Mechanisms: A mechanism is a device that transforms motion or force. Mechanisms are often components of larger systems.

Examples include: Levers: A simple machine that amplifies force. Used in tools like crowbars and wheelbarrows. Think of using a lever to lift a heavy rock during construction.

Gears: Rotating machine parts with cut teeth that mesh with another to transmit torque. Found in bicycles and car engines.

Pulleys: A wheel with a grooved rim around which a rope or cable passes. Used to lift heavy objects. Used in construction sites all over South Africa.

Structures: A structure is something built or constructed. Structures must be strong enough to withstand loads (forces).

Examples include: Bridges: Structures that span gaps and allow for passage. The Bloukrans Bridge in the Eastern Cape is a famous South African bridge.

Buildings: Enclosed structures providing shelter and space.

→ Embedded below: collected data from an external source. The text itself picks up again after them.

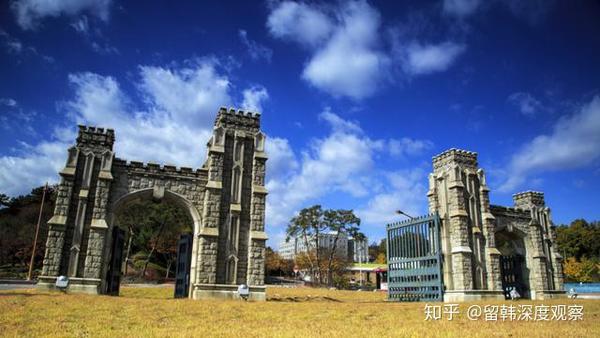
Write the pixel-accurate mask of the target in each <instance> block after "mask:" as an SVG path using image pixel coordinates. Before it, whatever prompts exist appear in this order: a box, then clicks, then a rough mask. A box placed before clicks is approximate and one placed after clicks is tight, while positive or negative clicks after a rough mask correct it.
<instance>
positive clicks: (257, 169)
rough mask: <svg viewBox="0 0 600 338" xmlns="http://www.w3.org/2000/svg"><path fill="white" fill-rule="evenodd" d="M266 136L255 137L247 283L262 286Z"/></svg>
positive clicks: (264, 216)
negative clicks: (265, 149) (265, 138)
mask: <svg viewBox="0 0 600 338" xmlns="http://www.w3.org/2000/svg"><path fill="white" fill-rule="evenodd" d="M264 144H265V136H264V134H263V133H261V132H259V133H257V134H256V136H255V137H254V145H255V146H254V158H253V165H252V200H251V208H252V210H251V214H250V236H249V237H248V239H249V243H248V274H247V284H248V285H255V286H262V285H264V283H265V242H266V240H267V238H268V237H267V234H266V233H265V228H264V227H265V202H266V197H267V190H266V189H265V170H266V161H267V156H266V154H265V152H264Z"/></svg>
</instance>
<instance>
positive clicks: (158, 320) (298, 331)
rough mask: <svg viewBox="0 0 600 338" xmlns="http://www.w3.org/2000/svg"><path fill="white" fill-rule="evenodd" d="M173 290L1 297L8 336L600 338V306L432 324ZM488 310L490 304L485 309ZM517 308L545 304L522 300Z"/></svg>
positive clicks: (464, 306) (371, 300)
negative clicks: (225, 299) (179, 293)
mask: <svg viewBox="0 0 600 338" xmlns="http://www.w3.org/2000/svg"><path fill="white" fill-rule="evenodd" d="M172 294H173V290H172V288H128V287H124V288H122V292H121V296H120V297H108V296H87V295H65V294H61V293H42V292H37V291H35V290H24V291H23V290H19V291H2V292H0V336H3V337H28V336H29V337H43V336H47V337H62V336H71V337H105V336H111V337H145V336H154V337H388V336H392V337H403V336H410V337H427V336H440V337H492V336H500V337H509V336H512V337H600V301H594V300H574V301H573V300H554V301H544V302H543V303H544V304H546V305H552V304H567V305H569V304H580V305H583V306H584V320H583V321H577V322H569V321H560V322H559V321H549V322H524V321H515V322H510V321H507V322H502V321H497V322H491V321H489V322H486V321H483V320H478V321H470V320H468V319H467V318H466V316H465V314H464V312H465V311H466V309H467V308H468V306H469V305H471V304H467V303H461V304H460V307H459V309H460V311H461V314H459V315H458V317H457V318H455V319H454V320H452V321H448V320H440V321H425V320H424V319H425V315H424V305H425V304H424V303H387V302H385V294H383V293H373V292H352V291H329V290H322V289H309V288H297V289H286V288H269V289H268V300H269V301H267V302H243V301H193V300H187V299H186V300H181V299H177V300H175V299H172ZM480 304H488V303H480ZM516 304H534V305H535V304H541V302H531V301H519V302H517V303H516Z"/></svg>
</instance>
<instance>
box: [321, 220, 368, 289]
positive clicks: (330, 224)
mask: <svg viewBox="0 0 600 338" xmlns="http://www.w3.org/2000/svg"><path fill="white" fill-rule="evenodd" d="M323 224H324V228H326V229H329V230H330V231H331V232H333V233H335V237H334V240H333V247H332V248H331V250H329V251H330V252H329V259H328V260H327V283H328V284H329V286H333V258H334V256H335V255H336V253H337V245H338V242H339V238H340V236H341V235H342V234H345V235H346V237H354V239H355V240H357V241H362V240H364V239H365V235H364V234H362V233H361V232H359V229H360V218H358V217H356V216H355V215H354V212H353V211H352V210H326V211H325V212H324V213H323ZM317 251H318V250H317Z"/></svg>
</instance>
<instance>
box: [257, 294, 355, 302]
mask: <svg viewBox="0 0 600 338" xmlns="http://www.w3.org/2000/svg"><path fill="white" fill-rule="evenodd" d="M267 301H269V302H292V303H300V302H335V303H343V301H341V300H339V299H335V298H332V297H327V296H304V297H269V298H268V299H267Z"/></svg>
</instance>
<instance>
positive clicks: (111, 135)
mask: <svg viewBox="0 0 600 338" xmlns="http://www.w3.org/2000/svg"><path fill="white" fill-rule="evenodd" d="M114 143H115V131H114V130H113V129H104V128H97V127H92V126H83V125H79V133H78V136H77V147H87V148H93V149H108V150H112V149H113V145H114Z"/></svg>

Dams: Structures built across rivers to store water. The Gariep Dam is a major water storage facility in South Africa. C. Materials and Structures Choosing the correct materials is crucial when designing and building structures. Some important material properties to consider include: Strength: The ability to withstand forces without breaking.

Stiffness: The ability to resist bending or deformation.

Hardness: The ability to resist scratching or indentation.

Toughness: The ability to absorb energy without breaking.